Un disastro che fa riafforare alla mente di molti italiani il dramma della Diga del Vajont, dove un pezzo di montagna, collassando nella diga che si trovava proprio sotto, generò un’onda anomala che travolse tutto quello che incontrò sul suo cammino.

Nello stato dell’Uttarakhand si cercano ancora 125 dispersi, ma le speranze di ritrovarli in vita sono minime. L’acqua che si è innalzata dalla diga colpita dal ghiacciaio, ha causato un violento alluvione che ha travolto completamente una centrale idroelettrica. Fortunatamente è stato possibile mettere in salvo gli abitati dei diversi villaggi che si trovavano nei pressi.

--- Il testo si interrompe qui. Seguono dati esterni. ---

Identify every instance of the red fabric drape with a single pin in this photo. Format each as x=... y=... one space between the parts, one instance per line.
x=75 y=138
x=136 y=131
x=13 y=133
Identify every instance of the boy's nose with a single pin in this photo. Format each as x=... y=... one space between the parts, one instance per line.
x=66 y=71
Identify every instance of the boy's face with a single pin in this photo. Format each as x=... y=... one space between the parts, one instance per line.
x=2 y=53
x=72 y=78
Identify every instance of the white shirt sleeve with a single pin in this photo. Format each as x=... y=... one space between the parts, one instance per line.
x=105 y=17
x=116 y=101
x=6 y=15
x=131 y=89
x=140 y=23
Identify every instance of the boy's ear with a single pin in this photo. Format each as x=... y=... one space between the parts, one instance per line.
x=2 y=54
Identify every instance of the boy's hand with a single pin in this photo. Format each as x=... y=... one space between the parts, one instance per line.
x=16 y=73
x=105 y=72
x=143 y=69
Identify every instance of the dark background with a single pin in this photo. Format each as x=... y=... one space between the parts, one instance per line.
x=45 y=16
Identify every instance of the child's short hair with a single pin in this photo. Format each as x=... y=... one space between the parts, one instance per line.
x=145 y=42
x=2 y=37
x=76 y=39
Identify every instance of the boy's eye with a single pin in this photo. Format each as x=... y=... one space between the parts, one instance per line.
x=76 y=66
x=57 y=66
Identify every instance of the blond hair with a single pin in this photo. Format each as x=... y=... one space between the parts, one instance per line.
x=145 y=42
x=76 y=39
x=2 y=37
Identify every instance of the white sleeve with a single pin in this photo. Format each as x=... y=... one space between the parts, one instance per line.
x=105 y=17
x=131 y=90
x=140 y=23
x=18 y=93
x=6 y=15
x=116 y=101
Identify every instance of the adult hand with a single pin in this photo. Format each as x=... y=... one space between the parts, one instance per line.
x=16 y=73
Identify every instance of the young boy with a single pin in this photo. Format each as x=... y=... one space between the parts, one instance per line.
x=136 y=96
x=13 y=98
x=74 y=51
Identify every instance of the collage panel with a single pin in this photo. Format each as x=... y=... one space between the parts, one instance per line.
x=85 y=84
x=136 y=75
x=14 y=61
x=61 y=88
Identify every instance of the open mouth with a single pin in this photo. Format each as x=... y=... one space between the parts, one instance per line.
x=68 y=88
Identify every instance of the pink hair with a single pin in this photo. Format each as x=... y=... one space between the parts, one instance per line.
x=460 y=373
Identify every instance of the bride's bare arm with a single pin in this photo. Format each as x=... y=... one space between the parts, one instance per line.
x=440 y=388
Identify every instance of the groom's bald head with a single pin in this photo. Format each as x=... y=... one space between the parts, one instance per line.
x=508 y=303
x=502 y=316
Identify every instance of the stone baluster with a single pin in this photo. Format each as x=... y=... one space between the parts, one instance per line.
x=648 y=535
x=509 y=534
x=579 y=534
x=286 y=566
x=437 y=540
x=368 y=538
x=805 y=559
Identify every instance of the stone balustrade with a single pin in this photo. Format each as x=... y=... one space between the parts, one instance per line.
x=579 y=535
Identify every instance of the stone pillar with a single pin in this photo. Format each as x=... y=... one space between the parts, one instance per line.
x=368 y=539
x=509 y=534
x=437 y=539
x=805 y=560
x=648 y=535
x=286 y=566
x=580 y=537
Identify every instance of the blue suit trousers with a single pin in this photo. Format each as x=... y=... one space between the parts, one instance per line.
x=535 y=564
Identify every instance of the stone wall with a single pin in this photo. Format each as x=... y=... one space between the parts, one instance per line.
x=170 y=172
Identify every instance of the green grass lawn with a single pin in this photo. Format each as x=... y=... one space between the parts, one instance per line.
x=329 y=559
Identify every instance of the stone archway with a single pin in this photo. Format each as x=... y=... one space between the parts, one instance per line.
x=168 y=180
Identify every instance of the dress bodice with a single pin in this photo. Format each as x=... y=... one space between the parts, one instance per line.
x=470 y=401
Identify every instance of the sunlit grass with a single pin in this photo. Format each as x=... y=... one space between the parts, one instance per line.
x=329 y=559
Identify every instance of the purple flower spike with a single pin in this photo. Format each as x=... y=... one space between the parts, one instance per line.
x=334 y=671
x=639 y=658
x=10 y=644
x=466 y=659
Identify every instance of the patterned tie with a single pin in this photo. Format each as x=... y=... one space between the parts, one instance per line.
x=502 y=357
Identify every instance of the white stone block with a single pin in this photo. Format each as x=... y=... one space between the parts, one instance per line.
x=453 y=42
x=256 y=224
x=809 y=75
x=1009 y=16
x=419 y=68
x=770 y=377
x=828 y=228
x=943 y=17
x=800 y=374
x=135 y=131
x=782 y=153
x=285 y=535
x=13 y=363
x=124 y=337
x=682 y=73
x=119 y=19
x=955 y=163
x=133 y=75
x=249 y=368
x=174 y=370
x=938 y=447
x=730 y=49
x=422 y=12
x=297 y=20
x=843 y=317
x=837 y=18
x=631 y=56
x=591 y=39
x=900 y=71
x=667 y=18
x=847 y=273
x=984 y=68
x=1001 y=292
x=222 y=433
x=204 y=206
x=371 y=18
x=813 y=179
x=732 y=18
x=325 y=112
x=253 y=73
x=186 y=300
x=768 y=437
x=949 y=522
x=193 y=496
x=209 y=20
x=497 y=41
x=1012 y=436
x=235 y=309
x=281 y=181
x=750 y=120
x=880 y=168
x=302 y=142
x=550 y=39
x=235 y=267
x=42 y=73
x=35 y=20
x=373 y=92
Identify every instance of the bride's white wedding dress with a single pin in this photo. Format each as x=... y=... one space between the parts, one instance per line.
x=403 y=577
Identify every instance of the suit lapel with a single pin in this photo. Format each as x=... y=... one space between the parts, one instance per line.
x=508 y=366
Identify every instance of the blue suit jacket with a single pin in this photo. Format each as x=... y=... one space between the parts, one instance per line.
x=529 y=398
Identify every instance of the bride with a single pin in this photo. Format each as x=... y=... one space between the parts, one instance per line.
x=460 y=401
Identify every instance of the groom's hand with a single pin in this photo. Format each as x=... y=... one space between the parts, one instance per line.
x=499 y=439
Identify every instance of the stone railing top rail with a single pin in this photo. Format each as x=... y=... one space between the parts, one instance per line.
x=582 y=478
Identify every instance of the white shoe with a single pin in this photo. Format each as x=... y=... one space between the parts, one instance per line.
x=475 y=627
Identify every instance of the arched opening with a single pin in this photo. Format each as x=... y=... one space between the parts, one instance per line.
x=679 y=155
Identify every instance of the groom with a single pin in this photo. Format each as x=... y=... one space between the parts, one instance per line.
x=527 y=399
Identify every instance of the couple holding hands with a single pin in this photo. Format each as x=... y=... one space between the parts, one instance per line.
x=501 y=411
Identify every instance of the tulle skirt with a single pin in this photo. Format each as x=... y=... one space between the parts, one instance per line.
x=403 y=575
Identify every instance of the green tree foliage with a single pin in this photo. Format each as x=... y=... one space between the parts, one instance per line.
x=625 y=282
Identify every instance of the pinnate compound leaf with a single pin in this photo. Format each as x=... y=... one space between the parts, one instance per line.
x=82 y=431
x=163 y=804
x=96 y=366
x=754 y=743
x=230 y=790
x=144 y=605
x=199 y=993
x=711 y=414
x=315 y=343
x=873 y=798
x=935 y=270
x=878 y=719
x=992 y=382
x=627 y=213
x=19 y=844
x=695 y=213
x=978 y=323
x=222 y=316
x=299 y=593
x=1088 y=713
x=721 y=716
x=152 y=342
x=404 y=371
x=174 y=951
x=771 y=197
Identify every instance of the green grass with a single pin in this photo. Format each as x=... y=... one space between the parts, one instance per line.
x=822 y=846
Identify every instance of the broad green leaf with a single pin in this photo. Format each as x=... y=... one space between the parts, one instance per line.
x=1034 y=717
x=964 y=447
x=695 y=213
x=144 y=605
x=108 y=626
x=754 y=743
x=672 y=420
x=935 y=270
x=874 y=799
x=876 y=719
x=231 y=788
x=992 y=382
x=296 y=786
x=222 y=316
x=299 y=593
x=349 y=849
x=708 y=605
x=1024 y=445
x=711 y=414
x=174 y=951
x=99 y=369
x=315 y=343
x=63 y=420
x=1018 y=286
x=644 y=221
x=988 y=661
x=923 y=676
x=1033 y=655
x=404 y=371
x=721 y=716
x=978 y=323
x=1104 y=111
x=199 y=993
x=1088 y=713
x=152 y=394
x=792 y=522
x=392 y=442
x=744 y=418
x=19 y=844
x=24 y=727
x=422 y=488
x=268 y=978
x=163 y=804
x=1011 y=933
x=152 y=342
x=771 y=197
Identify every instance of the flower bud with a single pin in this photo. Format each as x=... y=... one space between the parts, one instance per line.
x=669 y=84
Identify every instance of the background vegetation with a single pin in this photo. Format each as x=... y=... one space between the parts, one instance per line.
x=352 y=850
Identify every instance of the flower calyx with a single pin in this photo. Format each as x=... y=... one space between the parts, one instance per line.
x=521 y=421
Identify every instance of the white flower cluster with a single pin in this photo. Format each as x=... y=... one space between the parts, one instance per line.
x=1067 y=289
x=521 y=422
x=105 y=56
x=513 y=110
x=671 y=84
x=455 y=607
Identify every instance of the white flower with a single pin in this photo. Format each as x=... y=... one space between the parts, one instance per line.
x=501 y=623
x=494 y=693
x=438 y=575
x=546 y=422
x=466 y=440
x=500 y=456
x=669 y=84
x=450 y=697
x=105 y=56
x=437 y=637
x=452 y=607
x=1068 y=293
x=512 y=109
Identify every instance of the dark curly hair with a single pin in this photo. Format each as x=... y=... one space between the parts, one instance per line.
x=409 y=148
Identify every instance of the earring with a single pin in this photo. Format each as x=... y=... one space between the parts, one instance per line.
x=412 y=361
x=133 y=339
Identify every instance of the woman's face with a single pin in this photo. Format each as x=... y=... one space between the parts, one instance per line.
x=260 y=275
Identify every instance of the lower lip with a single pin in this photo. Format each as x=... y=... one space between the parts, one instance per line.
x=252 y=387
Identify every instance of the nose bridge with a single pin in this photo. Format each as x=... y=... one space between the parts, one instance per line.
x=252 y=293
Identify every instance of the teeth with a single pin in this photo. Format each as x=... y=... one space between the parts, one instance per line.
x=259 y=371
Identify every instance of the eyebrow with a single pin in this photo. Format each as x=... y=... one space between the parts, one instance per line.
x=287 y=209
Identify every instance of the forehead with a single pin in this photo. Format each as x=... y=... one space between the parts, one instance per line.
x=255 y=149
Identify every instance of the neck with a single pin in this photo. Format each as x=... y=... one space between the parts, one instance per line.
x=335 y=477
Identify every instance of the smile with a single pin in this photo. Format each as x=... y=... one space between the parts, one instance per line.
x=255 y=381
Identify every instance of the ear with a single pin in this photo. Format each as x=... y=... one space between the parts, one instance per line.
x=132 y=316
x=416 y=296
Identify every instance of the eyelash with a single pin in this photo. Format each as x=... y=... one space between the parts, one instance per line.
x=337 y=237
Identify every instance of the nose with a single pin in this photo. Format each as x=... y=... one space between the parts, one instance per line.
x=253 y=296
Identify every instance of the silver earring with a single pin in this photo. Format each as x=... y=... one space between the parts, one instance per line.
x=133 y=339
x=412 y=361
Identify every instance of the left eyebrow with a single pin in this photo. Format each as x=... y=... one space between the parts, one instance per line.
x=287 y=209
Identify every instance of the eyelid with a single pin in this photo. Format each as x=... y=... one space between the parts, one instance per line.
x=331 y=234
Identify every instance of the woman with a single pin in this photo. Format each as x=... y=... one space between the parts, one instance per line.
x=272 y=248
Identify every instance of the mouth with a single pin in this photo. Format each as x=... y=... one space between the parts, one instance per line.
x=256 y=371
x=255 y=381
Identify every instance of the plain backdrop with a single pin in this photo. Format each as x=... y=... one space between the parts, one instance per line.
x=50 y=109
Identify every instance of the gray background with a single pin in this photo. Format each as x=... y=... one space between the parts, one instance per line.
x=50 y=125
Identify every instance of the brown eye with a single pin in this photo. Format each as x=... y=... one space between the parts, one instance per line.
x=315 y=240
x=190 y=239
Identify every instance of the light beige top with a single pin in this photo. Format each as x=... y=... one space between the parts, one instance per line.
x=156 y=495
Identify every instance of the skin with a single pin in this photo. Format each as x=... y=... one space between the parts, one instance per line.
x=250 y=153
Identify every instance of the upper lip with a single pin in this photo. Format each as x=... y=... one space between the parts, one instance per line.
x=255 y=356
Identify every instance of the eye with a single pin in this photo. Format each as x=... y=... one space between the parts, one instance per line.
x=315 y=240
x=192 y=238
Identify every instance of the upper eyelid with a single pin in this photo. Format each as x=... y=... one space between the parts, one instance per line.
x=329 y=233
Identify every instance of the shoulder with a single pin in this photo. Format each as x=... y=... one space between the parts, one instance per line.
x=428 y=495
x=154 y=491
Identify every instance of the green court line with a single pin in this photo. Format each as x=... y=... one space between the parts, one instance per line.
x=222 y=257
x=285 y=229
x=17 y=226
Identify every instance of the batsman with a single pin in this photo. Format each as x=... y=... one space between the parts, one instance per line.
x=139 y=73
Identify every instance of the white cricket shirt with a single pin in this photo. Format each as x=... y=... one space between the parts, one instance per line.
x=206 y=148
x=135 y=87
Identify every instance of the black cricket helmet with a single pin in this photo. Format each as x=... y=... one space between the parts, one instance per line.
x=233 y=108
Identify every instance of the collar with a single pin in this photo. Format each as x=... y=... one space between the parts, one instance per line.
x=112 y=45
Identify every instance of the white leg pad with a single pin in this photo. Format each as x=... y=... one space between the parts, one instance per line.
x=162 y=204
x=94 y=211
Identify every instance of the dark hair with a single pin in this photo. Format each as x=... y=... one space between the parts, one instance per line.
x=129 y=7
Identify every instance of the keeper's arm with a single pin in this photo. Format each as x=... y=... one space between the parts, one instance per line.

Il racconto di chi ha visto il crollo del ghiacciaio

Sui social si è scatenato un tam tam di condivisioni, video e foto della zona del disastro hanno fatto il giro del mondo.

La scena descritta (e vista dai testimoni oculari del disastro) è sempre la stessa: un enorme muro di fumo, polvere, roccia e acqua che, staccatosi dalla montagna, è sceso violento e inarrestabile giu per la gola, travolgendo ogni cosa. “È accaduto tutto in fretta, non c’è stato il tempo di avvertire nessuno” ha detto Sanjay Singh Rana a Reuters, Sanjay risiede nel villaggio di Raini, sito ad un livello superiore rispetto al fiume. “Ho avuto paura che anche noi potessimo essere risucchiati”, ha poi aggiunto.

Al momento i morti accertati sono 7, un gruppo di 12 persone, tutti operai della diga appartenente alla centrale idroelettrica del Rishiganga Hydroelectric Project, sono stati tratti in salvo da un tunnel sotterraneo.

Lo Stato dell’Uttarakhanda è soggetto, a causa della morfologia del territorio compromessa a causa delle centrali e dei progetti idroelettrici, a disastri ambientali, nel 2013 un violento alluvione uccise 6mila persone. Il disastro fu chiamato Tsunami dell’Himalaya a causa della fusione dei vari torrenti e fiumi che, scendendo dalla montagna, invasero la valle.

L’acqua che travolge la centrale idroelettrica

Nelle immagini divulgate sui social, si vedono i terribili momentin in cui un enorme massa d’acqua travolge, spazzando via, la centrale idroelettrica.

Guarda il video:

Il disastro della diga del Vajont

Era la sera del 9 ottobre 1963 quando, nel bacino idroelettrico articificiale, creato dal torrente Vajont, nella valle a confine tra Friuli Venezia-Giulia e Veneto, una frana partita dalla montagna, il monte Toc, sovrastante collassò all’interno del bacino causando una violenta tracimazione dell’acqua travolgendo i villaggi vicini di Erto e Casso e l’inondazione di tutto il fondovalle veneto causando la morte di 2018 persone, fonti mai confermate segnano ancora 1300 persone rimaste disperse.